Algunos libertarios pueden retroceder ante la idea de que el pugnaz, y a menudo emocionalmente satisfactorio, «argumento moral» se resuelva en su base fundamental en la utilidad social. Pueden pensar que priva al libertarismo de su mordacidad, urgencia y consistencia. Para esos libertarios, ofrezco otra idea de Hume:
la utilidad pública es el único origen de la justicia... las reflexiones sobre las consecuencias benéficas de esta virtud son el único fundamento de su mérito....
Estas reflexiones están lejos de debilitar las obligaciones de la justicia, o de disminuir algo de la más sagrada atención a la propiedad. Por el contrario, tales sentimientos deben adquirir una nueva fuerza a partir del presente razonamiento. Porque ¿qué fundamento más fuerte puede desearse o concebirse para cualquier deber, que observar que la sociedad humana, o incluso la naturaleza humana, no podría subsistir sin el establecimiento de éste; y aún llegará a mayores grados de felicidad y perfección, cuanto más inviolable sea la consideración que se preste a ese deber?14
Los «argumentos de la moralidad» son, en última instancia, estériles, porque pierden el sentido. El objetivo de la filosofía social es descubrir, y luego argumentar, la moralidad más conveniente desde el punto de vista social.

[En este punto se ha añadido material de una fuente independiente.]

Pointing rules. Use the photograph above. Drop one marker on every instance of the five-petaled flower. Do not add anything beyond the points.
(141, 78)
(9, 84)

Eso sólo puede hacerse demostrando hasta qué punto el código moral cumple el propósito por el que se adoptan los códigos morales en primer lugar: la consecución de los fines humanos mediante la facilitación de los medios universales de cooperación social.
Y eso, a su vez, sólo puede hacerse con la ciencia de la praxeología y su subdisciplina de la economía, que revelan las consecuencias sistémicas que pueden esperarse de la adhesión general a cualquier código moral.
- 1Clifford Orwin, The Just and the Advantageous in Thucydides (JSTOR).
- 2Ludwig von Mises, Acción humana, cap. 27, sec. 3.
- 3Ibid.
- 4Mises, Teoría e historia, cap. 3.
- 5Ibid.
- 6Ibid.
- 7Philip Wicksteed, The Common Sense of Political Economy, capítulo 4.
- 8Mises, Acción humana, cap. 27, sec. 3.
- 9Mises, Teoría e historia, cap. 3.
- 10David Hume, De la obediencia pasiva.
- 11Mises, Acción humana, cap. 15, sec. 3.
- 12Murray N. Rothbard, Libertad, desigualdad, primitivismo y división del trabajo.
- 13Gustave de Molinari, La producción de seguridad.
- 14David Hume, Of Justice, An Enquiry Concerning the Principles of Morals.